“Back in the day,” said Lim Hyung-kyu, a retired Samsung Electronics executive now in his 70s, “my weeks were Monday, Tuesday, Wednesday, Thursday, Friday, Friday, Friday.”

Mr. Lim joined Samsung, South Korea’s largest company, in 1976 and rose through the ranks to chief technology officer. For much of his 30-plus years at Samsung, working on the weekends was normal — and legal under the nation’s labor laws. “I didn’t mind,” Mr. Lim said. “It was fun for me.”

Things are different now. South Korean labor laws cap working hours to 52 a week: 40 standard hours with up to 12 for overtime. Weekends are generally considered off limits, and younger employees are mindful of their work-life balance in a way their parents or grandparents weren’t.

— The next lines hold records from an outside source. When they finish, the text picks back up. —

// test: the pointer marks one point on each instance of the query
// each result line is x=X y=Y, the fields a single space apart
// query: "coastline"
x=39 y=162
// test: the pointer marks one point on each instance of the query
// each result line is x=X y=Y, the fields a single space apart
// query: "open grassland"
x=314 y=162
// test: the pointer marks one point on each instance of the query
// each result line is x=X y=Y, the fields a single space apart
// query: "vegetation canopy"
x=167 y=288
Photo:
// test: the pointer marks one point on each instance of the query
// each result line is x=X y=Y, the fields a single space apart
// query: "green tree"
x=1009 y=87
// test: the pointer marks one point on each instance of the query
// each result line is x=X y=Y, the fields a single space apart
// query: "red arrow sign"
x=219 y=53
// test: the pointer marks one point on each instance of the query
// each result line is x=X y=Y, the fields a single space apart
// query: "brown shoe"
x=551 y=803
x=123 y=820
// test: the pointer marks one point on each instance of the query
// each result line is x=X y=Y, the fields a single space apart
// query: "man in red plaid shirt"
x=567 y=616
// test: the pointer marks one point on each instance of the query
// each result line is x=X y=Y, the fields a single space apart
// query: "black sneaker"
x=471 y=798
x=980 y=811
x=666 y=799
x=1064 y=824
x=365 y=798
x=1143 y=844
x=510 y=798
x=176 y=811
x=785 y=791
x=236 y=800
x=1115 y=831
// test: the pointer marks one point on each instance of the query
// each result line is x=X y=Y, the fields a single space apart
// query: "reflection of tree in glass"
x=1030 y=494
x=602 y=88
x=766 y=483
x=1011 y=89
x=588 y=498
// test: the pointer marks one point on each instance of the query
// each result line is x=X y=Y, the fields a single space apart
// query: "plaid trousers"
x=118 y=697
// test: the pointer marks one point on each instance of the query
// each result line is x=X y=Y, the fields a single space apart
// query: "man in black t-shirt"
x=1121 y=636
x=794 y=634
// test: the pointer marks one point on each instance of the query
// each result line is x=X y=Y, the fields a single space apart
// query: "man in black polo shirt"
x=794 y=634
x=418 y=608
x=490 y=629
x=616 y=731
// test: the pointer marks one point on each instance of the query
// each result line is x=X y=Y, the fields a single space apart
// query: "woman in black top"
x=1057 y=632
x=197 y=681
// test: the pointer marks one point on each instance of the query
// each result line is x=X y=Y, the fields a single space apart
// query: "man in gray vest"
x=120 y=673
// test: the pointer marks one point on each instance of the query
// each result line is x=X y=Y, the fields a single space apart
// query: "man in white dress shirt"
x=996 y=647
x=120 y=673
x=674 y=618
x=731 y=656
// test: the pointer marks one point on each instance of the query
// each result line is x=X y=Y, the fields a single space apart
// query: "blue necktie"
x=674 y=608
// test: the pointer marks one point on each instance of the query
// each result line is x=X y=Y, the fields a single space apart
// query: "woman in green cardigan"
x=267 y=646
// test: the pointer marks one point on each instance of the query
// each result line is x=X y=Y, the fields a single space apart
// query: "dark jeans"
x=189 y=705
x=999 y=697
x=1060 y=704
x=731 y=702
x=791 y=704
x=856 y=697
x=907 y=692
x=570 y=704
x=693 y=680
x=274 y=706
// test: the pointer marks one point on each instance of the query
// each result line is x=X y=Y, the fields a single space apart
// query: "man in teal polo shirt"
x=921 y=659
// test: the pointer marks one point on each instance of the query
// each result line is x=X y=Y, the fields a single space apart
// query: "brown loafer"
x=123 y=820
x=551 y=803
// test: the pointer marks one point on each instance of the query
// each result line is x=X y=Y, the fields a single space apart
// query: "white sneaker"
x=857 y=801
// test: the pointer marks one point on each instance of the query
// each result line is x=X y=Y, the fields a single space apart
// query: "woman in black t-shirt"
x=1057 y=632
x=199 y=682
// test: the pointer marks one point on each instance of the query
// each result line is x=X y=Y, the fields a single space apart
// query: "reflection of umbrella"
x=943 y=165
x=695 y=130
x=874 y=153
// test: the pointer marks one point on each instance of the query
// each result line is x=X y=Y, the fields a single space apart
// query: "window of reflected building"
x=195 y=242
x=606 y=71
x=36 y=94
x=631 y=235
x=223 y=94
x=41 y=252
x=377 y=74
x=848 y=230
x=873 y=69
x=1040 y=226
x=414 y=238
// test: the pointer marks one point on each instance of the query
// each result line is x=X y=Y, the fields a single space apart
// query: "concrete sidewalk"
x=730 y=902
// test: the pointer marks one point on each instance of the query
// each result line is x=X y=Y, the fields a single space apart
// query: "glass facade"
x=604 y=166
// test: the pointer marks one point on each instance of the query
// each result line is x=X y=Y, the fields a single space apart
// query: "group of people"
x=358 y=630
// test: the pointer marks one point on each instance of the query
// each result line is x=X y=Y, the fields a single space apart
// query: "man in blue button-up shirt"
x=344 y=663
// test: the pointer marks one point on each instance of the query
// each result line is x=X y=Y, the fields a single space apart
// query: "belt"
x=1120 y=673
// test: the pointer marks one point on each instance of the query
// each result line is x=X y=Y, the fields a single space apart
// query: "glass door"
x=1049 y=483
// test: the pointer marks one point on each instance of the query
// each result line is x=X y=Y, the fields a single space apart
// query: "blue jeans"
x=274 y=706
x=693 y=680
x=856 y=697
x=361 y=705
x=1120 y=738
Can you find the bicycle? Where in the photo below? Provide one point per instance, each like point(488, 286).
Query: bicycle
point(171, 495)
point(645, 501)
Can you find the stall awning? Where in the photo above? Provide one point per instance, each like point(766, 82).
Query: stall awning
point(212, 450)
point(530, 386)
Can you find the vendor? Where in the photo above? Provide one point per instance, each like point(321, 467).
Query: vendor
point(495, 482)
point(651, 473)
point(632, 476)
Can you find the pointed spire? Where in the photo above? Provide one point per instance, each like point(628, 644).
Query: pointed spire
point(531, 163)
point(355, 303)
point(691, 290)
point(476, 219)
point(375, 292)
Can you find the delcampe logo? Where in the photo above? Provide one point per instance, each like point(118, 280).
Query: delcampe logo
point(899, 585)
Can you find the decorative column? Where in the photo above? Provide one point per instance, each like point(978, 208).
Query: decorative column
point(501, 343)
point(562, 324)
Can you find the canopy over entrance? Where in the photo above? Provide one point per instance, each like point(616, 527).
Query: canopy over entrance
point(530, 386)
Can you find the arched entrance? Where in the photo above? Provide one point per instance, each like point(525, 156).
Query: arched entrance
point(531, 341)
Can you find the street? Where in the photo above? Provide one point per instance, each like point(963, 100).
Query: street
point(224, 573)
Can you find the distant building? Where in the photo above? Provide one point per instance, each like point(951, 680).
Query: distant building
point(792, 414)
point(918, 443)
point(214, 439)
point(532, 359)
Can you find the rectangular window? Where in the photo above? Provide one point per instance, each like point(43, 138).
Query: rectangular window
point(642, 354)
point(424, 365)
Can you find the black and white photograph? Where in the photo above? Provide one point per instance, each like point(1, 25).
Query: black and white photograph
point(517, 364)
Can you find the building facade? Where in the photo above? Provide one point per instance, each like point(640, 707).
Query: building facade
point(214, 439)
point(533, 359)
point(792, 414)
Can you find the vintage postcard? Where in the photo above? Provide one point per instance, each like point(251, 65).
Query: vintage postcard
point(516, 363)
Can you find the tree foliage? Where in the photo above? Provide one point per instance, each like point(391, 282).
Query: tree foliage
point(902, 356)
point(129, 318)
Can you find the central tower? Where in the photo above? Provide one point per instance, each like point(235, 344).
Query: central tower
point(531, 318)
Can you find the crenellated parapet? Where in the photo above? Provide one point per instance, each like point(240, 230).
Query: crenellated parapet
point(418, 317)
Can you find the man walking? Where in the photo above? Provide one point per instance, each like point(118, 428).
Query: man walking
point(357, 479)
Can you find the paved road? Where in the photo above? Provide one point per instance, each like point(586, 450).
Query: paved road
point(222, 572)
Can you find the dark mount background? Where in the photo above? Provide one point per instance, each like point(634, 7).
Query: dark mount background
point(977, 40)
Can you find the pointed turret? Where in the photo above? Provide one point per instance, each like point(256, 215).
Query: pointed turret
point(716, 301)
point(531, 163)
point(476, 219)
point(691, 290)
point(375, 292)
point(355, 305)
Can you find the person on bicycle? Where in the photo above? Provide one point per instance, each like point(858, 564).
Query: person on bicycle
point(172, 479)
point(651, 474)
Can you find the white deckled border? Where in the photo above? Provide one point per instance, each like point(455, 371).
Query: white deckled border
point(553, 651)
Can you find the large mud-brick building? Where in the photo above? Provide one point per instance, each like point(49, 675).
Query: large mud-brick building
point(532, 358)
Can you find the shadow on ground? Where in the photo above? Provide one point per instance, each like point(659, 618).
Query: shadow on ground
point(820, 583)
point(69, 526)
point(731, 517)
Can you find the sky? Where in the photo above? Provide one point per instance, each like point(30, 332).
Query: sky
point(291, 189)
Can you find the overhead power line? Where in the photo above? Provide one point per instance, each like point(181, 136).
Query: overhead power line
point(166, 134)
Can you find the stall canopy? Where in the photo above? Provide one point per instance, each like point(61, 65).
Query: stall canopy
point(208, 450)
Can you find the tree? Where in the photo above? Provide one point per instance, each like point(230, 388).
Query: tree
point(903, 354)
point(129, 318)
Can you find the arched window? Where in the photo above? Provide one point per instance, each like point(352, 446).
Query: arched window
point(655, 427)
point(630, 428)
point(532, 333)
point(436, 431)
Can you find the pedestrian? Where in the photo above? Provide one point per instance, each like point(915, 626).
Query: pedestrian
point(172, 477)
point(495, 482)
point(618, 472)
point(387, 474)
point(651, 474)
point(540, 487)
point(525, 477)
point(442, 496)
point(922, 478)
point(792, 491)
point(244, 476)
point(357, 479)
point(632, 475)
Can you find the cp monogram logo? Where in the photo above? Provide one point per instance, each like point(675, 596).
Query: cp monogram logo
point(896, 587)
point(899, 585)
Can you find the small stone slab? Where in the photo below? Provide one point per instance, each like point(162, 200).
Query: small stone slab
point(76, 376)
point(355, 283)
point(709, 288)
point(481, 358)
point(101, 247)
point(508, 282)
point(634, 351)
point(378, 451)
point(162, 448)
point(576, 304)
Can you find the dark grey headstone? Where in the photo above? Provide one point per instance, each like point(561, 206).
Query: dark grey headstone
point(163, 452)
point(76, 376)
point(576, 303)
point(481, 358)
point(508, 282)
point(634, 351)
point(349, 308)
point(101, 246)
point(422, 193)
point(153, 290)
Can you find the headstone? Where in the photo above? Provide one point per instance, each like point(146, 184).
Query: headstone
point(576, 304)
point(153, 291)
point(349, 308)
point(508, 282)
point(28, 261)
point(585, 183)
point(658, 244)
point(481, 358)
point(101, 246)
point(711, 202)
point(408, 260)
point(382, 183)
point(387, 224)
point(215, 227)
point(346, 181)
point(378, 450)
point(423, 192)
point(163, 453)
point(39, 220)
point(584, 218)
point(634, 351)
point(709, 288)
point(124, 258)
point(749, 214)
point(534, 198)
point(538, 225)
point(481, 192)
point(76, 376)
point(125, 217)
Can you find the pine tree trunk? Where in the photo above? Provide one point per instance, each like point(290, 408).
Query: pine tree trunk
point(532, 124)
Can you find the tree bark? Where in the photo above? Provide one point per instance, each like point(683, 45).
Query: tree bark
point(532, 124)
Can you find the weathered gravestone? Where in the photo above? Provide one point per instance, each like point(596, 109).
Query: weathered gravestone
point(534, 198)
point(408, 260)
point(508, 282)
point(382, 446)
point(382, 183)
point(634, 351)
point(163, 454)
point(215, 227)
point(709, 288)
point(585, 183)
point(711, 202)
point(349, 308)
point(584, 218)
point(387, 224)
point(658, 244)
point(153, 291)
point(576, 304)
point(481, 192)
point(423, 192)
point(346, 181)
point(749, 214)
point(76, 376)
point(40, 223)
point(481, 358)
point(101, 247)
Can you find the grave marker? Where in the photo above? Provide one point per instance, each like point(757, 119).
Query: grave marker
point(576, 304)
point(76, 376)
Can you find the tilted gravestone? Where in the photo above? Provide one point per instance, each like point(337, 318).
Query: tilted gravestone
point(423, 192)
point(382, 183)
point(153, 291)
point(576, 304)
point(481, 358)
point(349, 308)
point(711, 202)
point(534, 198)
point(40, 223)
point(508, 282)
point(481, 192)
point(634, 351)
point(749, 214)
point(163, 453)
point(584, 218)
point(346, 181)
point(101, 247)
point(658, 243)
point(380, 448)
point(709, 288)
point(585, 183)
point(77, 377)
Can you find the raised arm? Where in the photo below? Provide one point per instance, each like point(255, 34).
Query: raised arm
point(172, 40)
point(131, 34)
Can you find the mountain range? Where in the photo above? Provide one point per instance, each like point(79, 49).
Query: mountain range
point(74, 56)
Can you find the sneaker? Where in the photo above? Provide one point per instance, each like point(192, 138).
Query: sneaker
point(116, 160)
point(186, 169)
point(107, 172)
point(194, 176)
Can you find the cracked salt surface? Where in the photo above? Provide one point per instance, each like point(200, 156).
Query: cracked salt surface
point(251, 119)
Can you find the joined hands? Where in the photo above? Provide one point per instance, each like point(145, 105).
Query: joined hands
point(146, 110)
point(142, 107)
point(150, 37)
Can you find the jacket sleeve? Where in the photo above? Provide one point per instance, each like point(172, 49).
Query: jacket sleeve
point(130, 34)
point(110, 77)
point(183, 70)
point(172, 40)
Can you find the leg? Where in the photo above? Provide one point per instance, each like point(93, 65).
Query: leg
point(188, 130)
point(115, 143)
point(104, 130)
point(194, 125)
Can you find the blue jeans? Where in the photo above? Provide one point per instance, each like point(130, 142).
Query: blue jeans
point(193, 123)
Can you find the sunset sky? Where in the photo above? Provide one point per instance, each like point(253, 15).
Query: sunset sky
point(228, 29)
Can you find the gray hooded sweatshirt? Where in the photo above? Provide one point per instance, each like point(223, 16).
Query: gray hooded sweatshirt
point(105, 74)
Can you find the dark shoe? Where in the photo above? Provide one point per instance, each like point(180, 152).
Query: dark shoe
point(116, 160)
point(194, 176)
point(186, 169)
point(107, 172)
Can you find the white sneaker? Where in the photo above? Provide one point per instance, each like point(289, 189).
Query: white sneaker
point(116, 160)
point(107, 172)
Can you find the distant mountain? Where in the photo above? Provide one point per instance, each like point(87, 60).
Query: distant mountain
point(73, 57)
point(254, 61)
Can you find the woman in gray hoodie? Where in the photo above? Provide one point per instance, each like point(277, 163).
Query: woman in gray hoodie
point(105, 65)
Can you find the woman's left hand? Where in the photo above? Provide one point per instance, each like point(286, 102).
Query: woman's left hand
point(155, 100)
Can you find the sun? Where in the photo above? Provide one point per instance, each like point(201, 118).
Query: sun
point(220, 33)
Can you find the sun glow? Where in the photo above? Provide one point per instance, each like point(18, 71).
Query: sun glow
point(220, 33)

But over the past few months, some influential South Korean companies have told executives to work longer hours, in some cases telling them to come to the office six days a week. Some people in South Korean business are predicting that lower-ranked employees and managers at smaller companies will feel pressure to follow suit.

“It’s a signal that in South Korea, working six days a week is still acceptable,” said Kim Seol, a representative of the Youth Community Union, a labor group that represents workers between the ages of 15 and 39.

The pressure on workers, especially young workers, can be intense in South Korea, which has a shrinking, aging population with one of the world’s lowest fertility rates. Fears about job security and the rising costs of housing, child care and education have discouraged working-age Koreans from having children, contributing to a demographic crisis that looms over the economy.